Crunchy and buttery, these puff pastry straws are a wonderful way to kick off a gathering and get your dinner guests hungry for the big meal. With three different ways to flavor them (gruyère, anchovy, or olive) you can either make one or buy extra puff pastry and make all three! Whichever one you pick, they all pair particularly well with a glass of crisp sparkling wine.

Ingredients

  • Unbleached all-purpose flour, for dusting

  • 1 sheet all-butter puff pastry (about 14 ounces), thawed

  • 1 large egg yolk

Gruyère

  • 5 ounces Gruyère, coarsely grated (1 ⅓ cups)

  • ¼ teaspoon cayenne pepper

  • Freshly ground pepper

  • Flaky sea salt, such as Jacobsen

Anchovy

  • 4 ounces anchovy fillets (from 2 tins), drained and halved lengthwise

  • Freshly ground pepper

Olive

  • 4 ounces pitted Niçoise olives (¾ cup)

  • 2 tablespoons capers (rinsed and drained, if salted)

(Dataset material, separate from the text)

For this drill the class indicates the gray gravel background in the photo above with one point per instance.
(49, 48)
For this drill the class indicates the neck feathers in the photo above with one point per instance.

  • 2 tablespoons fresh thyme leaves

  • Freshly ground pepper

Directions

  1. Preheat oven to 400°F. Line 2 baking sheets with parchment. On a lightly floured surface, roll out dough to a 15-by-18-inch rectangle. Cut in half crosswise. Whisk egg yolk with 1 teaspoon water. Brush one piece of dough with egg wash (reserving remainder).

  2. Variations:

    Gruyère: Sprinkle half each of cheese and cayenne over egg-washed dough; season with pepper. Top with second piece of dough and dust off any excess flour; brush with egg wash. Sprinkle with remaining cheese and cayenne; season with salt.

    Anchovy: Place half of anchovies over egg-washed dough, arranging them vertically along the length in a single layer; season with pepper. Top with second piece of dough and dust off any excess flour; brush with egg wash. Top with remaining anchovies; season with more pepper.

    Olive: Pulse olives, capers, and thyme in a food processor to form a smooth paste (you should have a scant 1/2 cup). Spread half of tapenade over egg-washed dough. Top with second piece of dough and dust off any excess flour; brush with egg wash. Spread remaining tapenade over dough; season with pepper.

  3. With a floured rolling pin, roll over dough gently to compress filling slightly and ensure toppings adhere. Cut dough lengthwise into scant 1/2-inch-thick strips. Transfer to prepared sheets, spaced 1/2 inch apart. Refrigerate until firm, 10 to 15 minutes.

  4. Bake until straws are golden brown and crisp, 16 to 18 minutes. Let cool completely on sheets. Serve in highball glasses or other tall, narrow serving vessels.

Cook's Notes

Each variation uses a full sheet of puff pastry; you will need three sheets to make all of them. The straws are best served the same day but can be baked, cooled, and stored in an airtight container at room temperature for up to three days.